Just like every revolution that has a counter revolution, every reformist approach to football must always be confronted by traditional tactics before getting trophies and recognition. Like how bureaucracies pop up and bring old methods, mentally "old" members of the footballing community do not hesitate to instill a defensive and counter-attacking game plan. Thus, Juventus's case this season was a pure attempt by the old Italian football system's counter-revolution, and to be honest they made some progress. For example, they broke the hearts of the newly reformist Real Madrid, which eventually fired their coach and abandoned his strategy. Nevertheless, to understand the deep roots of counter attacking in our football culture, we must consider Jose Mourinho's latest statements about the counter.
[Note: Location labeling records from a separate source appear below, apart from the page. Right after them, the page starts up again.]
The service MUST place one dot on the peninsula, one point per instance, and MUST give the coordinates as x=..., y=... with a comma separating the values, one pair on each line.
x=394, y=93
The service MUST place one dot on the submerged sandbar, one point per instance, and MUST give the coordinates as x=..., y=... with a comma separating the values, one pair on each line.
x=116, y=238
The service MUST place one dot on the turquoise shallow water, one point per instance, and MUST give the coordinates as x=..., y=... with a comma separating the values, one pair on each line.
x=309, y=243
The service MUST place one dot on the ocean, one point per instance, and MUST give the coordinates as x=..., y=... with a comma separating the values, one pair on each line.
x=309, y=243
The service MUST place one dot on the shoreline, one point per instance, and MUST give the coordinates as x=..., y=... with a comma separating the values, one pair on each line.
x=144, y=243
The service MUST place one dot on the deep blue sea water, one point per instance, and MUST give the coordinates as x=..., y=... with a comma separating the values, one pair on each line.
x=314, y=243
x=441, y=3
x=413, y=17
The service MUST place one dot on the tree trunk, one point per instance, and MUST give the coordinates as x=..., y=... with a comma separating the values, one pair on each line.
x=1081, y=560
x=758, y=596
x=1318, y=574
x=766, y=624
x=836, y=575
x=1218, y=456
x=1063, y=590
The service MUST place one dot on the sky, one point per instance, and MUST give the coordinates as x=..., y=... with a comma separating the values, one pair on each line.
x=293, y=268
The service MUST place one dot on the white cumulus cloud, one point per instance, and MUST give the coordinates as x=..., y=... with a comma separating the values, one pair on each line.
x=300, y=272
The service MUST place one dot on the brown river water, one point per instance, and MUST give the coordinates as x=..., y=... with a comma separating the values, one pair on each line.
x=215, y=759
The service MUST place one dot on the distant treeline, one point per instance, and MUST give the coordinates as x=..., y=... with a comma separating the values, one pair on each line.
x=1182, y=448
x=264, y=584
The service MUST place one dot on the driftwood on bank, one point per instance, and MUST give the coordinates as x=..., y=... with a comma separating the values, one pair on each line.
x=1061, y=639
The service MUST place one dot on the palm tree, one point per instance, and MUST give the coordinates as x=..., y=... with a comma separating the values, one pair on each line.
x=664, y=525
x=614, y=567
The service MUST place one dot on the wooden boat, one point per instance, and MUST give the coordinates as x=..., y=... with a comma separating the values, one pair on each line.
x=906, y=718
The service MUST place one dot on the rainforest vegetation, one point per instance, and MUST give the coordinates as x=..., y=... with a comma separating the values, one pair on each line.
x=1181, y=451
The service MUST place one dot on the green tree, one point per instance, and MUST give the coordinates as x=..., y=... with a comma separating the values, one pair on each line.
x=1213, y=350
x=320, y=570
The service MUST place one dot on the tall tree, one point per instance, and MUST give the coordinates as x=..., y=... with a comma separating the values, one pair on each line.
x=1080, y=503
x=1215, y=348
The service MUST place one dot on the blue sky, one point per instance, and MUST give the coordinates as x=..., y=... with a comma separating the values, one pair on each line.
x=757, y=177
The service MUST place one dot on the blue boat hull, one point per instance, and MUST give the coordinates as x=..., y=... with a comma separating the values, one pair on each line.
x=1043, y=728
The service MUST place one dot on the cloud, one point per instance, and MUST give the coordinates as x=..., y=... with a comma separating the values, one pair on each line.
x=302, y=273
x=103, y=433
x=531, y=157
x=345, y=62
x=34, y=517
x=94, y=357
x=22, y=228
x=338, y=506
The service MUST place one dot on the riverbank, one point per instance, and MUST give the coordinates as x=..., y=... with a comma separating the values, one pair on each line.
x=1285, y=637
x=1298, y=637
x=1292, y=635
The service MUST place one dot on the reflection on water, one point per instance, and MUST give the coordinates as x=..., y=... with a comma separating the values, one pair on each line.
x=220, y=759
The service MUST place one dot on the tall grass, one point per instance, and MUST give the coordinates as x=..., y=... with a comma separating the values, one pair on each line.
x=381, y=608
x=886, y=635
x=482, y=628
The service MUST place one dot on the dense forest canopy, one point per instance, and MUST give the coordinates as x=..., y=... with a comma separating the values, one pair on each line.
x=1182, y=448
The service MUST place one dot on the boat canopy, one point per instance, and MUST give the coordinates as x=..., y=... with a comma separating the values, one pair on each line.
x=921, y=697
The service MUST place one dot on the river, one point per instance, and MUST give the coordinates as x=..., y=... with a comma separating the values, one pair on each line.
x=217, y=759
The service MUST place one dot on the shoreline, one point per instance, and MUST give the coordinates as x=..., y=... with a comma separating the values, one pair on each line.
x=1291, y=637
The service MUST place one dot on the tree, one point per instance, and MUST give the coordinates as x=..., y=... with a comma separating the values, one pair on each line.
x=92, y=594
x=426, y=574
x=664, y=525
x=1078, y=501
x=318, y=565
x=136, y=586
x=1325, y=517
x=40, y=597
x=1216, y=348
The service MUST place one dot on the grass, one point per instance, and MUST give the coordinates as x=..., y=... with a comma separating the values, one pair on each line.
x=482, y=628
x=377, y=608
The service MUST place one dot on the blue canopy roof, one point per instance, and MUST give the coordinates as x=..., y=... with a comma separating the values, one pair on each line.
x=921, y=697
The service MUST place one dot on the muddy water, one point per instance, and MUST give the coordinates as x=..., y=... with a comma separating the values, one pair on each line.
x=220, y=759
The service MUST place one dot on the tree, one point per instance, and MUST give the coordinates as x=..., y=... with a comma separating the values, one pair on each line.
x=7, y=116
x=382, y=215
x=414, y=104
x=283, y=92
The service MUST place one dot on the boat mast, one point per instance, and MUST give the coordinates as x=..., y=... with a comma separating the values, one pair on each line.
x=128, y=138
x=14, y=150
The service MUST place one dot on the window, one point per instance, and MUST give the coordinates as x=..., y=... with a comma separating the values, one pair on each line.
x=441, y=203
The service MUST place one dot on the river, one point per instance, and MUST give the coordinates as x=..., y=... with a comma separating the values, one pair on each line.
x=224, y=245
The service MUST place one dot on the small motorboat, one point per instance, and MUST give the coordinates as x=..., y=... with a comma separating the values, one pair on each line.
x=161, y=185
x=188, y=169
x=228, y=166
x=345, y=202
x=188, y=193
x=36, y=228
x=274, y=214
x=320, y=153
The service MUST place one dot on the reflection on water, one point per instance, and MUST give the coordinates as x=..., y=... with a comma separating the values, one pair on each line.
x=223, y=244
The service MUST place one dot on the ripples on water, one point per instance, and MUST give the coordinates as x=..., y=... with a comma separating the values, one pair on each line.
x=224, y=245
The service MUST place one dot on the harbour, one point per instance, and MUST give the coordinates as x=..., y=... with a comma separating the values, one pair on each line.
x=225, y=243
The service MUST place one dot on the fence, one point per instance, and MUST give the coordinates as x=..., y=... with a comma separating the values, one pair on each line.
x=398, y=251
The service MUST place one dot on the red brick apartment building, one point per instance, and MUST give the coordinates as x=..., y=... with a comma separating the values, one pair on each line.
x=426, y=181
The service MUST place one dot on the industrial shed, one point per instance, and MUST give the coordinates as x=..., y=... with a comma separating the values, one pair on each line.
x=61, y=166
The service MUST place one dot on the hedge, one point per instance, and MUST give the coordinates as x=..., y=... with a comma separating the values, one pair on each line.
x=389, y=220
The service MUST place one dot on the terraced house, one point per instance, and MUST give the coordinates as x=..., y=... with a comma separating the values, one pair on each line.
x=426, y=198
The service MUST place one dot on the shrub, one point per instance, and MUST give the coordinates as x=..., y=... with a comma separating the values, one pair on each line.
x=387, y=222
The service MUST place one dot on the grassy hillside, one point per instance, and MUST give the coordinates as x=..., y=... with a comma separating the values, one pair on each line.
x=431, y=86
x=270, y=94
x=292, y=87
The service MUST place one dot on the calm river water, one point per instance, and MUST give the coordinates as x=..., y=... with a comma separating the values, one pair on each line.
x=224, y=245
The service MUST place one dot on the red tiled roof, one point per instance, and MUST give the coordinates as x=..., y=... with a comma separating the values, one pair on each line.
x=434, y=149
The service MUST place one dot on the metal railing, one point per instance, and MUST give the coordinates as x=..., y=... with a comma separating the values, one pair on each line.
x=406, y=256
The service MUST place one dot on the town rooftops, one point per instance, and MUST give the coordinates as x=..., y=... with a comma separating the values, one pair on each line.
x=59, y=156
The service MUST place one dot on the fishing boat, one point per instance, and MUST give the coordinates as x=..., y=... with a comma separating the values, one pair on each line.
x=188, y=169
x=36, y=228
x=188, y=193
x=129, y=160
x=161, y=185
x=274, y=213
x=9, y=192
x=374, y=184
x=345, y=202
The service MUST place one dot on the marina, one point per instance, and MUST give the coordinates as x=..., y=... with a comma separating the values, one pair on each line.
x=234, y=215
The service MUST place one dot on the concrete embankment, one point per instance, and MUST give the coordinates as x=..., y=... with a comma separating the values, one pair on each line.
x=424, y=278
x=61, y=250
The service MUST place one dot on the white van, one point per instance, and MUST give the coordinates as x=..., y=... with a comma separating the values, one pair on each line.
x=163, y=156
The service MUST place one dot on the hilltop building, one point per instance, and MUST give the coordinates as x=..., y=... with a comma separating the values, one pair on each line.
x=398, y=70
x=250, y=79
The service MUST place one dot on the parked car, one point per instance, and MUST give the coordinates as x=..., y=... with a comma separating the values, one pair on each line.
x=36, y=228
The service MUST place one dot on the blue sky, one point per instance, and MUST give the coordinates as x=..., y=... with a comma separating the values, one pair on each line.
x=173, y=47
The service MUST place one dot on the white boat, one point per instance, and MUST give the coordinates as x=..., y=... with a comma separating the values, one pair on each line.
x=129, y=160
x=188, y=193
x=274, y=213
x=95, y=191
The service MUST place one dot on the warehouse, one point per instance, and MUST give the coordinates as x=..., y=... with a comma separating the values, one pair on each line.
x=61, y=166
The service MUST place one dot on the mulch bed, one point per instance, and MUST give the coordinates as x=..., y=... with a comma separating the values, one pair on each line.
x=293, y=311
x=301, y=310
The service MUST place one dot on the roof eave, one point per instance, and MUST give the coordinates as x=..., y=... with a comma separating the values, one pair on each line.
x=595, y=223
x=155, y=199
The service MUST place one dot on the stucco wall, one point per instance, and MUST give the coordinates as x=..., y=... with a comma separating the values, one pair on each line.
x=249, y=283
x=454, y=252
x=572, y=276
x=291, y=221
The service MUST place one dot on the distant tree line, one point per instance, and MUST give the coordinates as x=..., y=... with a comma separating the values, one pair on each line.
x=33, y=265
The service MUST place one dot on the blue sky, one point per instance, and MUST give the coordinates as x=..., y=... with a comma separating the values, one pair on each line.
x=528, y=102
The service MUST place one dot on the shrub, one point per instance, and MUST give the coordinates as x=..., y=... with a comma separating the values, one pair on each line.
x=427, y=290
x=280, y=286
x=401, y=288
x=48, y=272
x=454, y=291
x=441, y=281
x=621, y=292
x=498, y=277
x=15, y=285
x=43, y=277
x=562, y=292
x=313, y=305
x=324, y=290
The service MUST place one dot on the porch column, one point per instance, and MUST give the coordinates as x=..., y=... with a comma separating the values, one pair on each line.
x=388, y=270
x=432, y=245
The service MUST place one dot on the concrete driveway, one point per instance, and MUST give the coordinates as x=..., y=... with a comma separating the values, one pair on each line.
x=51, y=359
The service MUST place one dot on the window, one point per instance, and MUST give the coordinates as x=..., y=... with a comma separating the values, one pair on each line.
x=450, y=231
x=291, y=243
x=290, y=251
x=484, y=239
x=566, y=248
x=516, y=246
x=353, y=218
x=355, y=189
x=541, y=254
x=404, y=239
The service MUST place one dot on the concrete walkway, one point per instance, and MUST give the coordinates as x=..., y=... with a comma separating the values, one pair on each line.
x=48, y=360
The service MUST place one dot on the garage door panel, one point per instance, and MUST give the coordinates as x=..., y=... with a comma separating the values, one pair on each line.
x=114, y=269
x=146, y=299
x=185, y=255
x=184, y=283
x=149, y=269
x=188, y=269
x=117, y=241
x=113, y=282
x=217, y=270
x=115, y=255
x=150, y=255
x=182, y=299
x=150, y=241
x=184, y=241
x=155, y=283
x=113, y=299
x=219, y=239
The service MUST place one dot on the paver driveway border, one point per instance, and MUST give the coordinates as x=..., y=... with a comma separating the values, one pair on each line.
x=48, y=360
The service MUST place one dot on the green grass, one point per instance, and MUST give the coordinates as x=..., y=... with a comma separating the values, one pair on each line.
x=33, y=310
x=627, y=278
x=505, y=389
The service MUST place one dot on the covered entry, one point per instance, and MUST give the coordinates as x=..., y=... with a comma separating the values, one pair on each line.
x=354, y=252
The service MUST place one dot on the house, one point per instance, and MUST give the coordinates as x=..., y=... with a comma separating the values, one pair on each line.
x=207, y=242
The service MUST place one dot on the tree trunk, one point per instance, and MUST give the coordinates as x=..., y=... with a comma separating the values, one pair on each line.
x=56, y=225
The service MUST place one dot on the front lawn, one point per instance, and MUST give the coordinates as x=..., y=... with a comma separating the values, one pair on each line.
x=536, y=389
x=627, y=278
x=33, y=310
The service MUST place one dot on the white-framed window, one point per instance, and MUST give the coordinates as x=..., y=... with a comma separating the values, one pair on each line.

"There is no new generation of managers. What it is, is people who have some idea, some philosophy, and want to create something like, 'we build very well from the back, we have a very good ball possession, we don't play counter-attack.' But if you don't play counter-attack then it's because you are stupid. Counter-attack is a fantastic item of football, an ammunition that you have, and when you find your opponent unbalanced you have a fantastic moment to score a goal. So I think people are creating illusions and it has influenced public opinion. But football will never change. Football is to win."
Well, Mr. Mourinho has a point, which is counter attacking is always a considerable and effective way to play football. Nonetheless, what he forgets is the context that gives meaning to the football we are playing. For instance, against Barcelona or Bayern Munich, you cannot have a lot of fantastic moments because they dominate the game in your own half and do not often make simple mistakes, and even if they do, you cannot utilize those moments because of the lack of time and space.
On the other hand, if we are talking about fantastic moments, it would be false to say that they only belong to counter-attack. You can create much better moments by pressing your opponent in its own half, playing longer, more vertically and shorter horizontally and thus the chances that you create become much more dangerous because of the area that the game is revolving around.
Thirdly, of course there is a generation of coaches, such as Pep Guardiola, Arsene Wenger, Marcelo Bielsa et cetera. and they already made their impact on the game. Ironically, Mourinho suffered at the hands of these coaches a lot in the past but I think his ego does not let him appreciate these coaches. However, the idea of "creating illusions" actually gives you a mathematical advantage to beat the opponent. Of course, football is enjoyable when it is played to win and what this generation of coaches simply did was to take responsibility and create a game that takes its power from itself. Mourinho and his old friends are bound to their opponents' mistakes and they exists as long as their opponent let them do so.
And finally, he is right to criticize coaches that only present statistics to try to justify their game, but you cannot ignore a totally new way of playing the game. What matters is the satisfaction that we bring to the fans and the people who loves this game, when you concentrate on winning too much you start to lose the soul of the game. Some coaches do not prefer counter-attacking not because they are stupid, but their expectations from football are different and in my opinion more satisfying. Mourinho and his friends will pop up on every occasion that this new era is weakened, but people have already tasted this new game and there is no way back.